Network RAID

If you have multiple computers that already run 24/7 on your own network, and if they happen to have unused capacity, you might want to serve up these resources to other PCs. If you take this idea a step farther, you end up with something like a RAID system whose storage you can quickly provide from a central location. Because multiple computers are involved, there are some trade-offs in terms of probability of failure, but the choice of an appropriate RAID level takes the bite out of this potential explosiveness.

The following example creates a RAID 5 array for simplicity's sake. In the first step, the admin creates a raw image on each of three systems (Figures 1 and 2). The RAID array is easily generated with the mdadm command (Listing 1). On the newly created RAID array, you can then create, for example, an ext4 filesystem:

mkfs.ext4 -L nwraid /dev/md0

# mdadm --create /dev/md0 --auto md --level=5 --raid-devices=3 /dev/etherd/e1.1 /dev/etherd/e2.1 /dev/etherd/e3.1
mdadm: Defaulting to version 1.2 metadata
mdadm: array /dev/md0 started.

To revive the RAID array on another system, in case of initiator failure, without any great loss of time, you will want to create a matching mdadm configuration file (mdadm.conf) and store it in a safe place (Listing 2).

If you are game for an adventure, you can use Btrfs instead of mdadm; after all, it is much simpler to handle than mdadm, and it offers more options – such as inline compression or snapshots. Listing 3 shows how easy it is to set up a RAID array with Btrfs.

# mkfs.btrfs -d raid5 -m raid5 -L nwraid /dev/etherd/e1.1 /dev/etherd/e2.1 /dev/etherd/e3.1
WARNING! - Btrfs v0.20-rc1 IS EXPERIMENTAL
WARNING! - see http://btrfs.wiki.kernel.org before using
adding device /dev/etherd/e2.1 id 2
adding device /dev/etherd/e3.1 id 3
Setting RAID5/6 feature flag
fs created label nwraid on /dev/etherd/e1.1
        nodesize 4096 leafsize 4096 sectorsize 4096 size 29.30GB
Btrfs v0.20-rc1

Backup and Virtualization

If you frequently need to create disk backups over the network (as is often the case, e.g., in data forensics), you will really enjoy working with AoE: Providing a data carrier over the network is a much faster process compared with iSCSI.

AoE also is much more convenient compared with a backup using Netcat in conjunction with dd or ewfacquire, and forensic scientists will love the fact that the popular backup program Guymager [2] instantly identifies AoE devices (Figure 3).

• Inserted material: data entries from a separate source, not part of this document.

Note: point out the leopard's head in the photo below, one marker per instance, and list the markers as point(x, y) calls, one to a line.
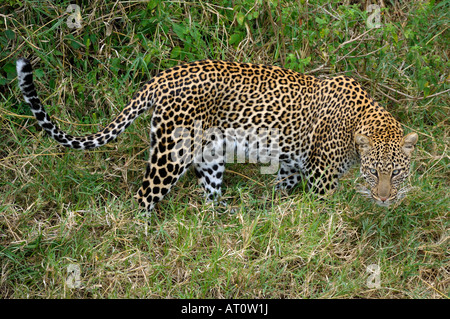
point(385, 165)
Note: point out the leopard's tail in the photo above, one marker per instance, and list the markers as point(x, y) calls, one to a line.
point(136, 107)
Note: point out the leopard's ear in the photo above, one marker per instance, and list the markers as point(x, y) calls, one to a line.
point(408, 143)
point(363, 143)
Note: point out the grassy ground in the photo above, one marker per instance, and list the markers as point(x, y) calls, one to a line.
point(62, 209)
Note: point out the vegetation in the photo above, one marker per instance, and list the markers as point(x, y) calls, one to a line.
point(61, 208)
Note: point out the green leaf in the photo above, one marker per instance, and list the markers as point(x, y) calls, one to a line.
point(240, 18)
point(10, 34)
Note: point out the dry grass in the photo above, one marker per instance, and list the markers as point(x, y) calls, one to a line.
point(60, 207)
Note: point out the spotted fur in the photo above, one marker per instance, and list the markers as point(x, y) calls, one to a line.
point(325, 126)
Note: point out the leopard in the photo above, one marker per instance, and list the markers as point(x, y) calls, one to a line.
point(319, 128)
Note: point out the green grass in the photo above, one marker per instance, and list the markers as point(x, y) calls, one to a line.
point(60, 207)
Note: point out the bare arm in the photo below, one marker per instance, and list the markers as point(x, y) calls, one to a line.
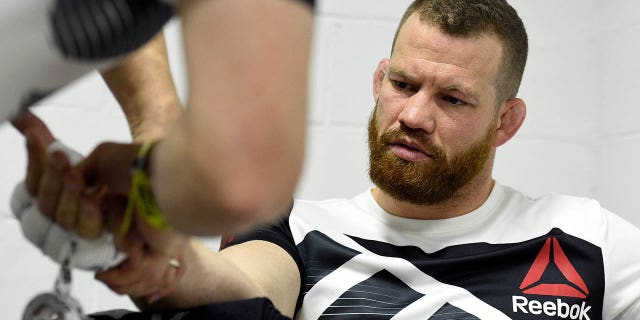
point(234, 158)
point(143, 86)
point(249, 270)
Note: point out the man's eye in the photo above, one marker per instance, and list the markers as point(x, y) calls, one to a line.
point(454, 101)
point(400, 85)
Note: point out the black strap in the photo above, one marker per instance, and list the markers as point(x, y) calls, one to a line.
point(251, 309)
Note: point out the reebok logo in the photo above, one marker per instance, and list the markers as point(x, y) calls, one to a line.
point(531, 285)
point(551, 308)
point(540, 264)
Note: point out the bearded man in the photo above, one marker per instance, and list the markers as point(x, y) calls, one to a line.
point(437, 237)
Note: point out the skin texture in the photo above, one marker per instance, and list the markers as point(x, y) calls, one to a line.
point(233, 117)
point(442, 87)
point(416, 89)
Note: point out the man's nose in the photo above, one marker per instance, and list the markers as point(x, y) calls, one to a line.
point(418, 112)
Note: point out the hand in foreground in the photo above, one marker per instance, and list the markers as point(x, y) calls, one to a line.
point(58, 188)
point(155, 257)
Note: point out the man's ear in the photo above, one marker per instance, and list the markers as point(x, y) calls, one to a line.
point(510, 118)
point(378, 76)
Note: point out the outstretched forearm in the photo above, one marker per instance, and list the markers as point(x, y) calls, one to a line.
point(250, 270)
point(234, 157)
point(143, 86)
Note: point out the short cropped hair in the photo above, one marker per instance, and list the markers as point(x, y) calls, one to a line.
point(468, 18)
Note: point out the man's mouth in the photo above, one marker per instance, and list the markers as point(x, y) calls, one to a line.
point(409, 150)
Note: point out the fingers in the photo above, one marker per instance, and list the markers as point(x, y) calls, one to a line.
point(90, 222)
point(51, 185)
point(28, 122)
point(37, 161)
point(143, 274)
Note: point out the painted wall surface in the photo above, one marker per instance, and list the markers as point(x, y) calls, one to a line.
point(581, 135)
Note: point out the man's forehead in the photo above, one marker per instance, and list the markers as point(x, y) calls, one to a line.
point(419, 35)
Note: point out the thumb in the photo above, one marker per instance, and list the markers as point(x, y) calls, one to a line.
point(28, 122)
point(109, 165)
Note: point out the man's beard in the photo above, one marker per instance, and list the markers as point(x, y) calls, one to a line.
point(427, 182)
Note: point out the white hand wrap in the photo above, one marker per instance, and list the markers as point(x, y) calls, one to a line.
point(56, 242)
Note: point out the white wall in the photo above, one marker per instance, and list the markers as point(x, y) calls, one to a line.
point(581, 135)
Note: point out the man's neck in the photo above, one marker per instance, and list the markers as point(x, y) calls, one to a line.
point(467, 199)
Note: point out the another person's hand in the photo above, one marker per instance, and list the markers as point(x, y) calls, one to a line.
point(57, 186)
point(155, 258)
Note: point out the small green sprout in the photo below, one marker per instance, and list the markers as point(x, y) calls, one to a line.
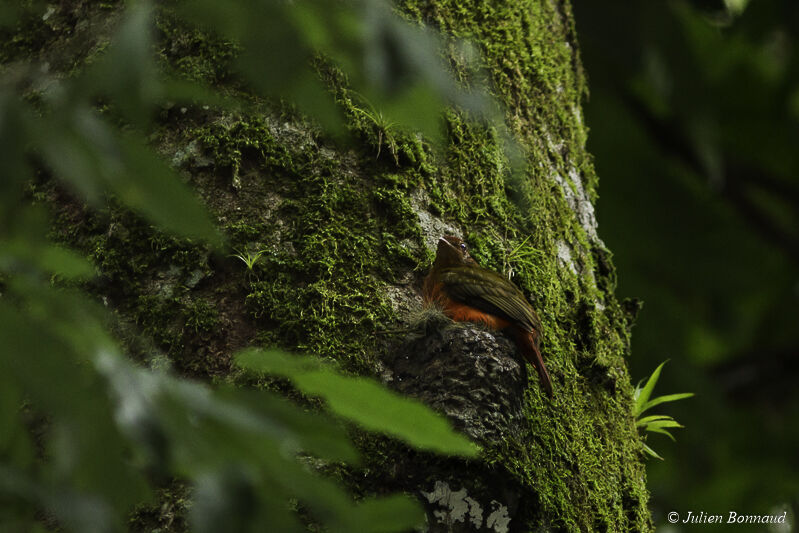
point(382, 124)
point(642, 403)
point(250, 259)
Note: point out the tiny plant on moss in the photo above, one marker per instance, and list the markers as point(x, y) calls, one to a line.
point(382, 124)
point(642, 403)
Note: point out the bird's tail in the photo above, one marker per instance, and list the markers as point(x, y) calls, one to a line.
point(528, 346)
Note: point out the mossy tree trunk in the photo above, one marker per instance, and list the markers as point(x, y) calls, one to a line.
point(343, 237)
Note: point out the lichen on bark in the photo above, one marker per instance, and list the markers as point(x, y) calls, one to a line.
point(344, 235)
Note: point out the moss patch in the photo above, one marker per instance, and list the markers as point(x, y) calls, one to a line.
point(337, 235)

Figure 3: The forensic tool Guymager recognizes AoE drives at once and supports fast saving of whole data storage devices over the network.

The joy is clouded a little in that vblade is currently only included with Debian, on the Grml Live CD [3], and in Caine [4] version 5. Users with other distributions need to turn to SourceForge [5]. In response to my inquiries to the major projects, only DEFT Linux [6] responded with a promise to add vblade in the next release.

Virtualizing Seized Systems

AoE is a useful tool for virtualization purposes. In conjunction with xmount [7], admins can quickly serve up a secure image as a virtual disk (Listing 4). Forensic scientists who want to deploy a disk image in Encase format with write support should first convert it to a raw image and then embed the raw file as a data carrier.

# xmount --in ewf --out dd --cache file.ovl diskimage.e?? /mnt/analysis
# vblade 2 3 eth0 /mnt/analysis/diskimage.dd

On a remote computer, the system can be virtualized with qemu-kvm, for example. In the simplest possible case, you would enter

qemu-kvm -m 1024 -hda /dev/etherd/e2.3

to do deliberately without possible optimizations and not make any changes to the host system for the new environment but output much clearer error messages.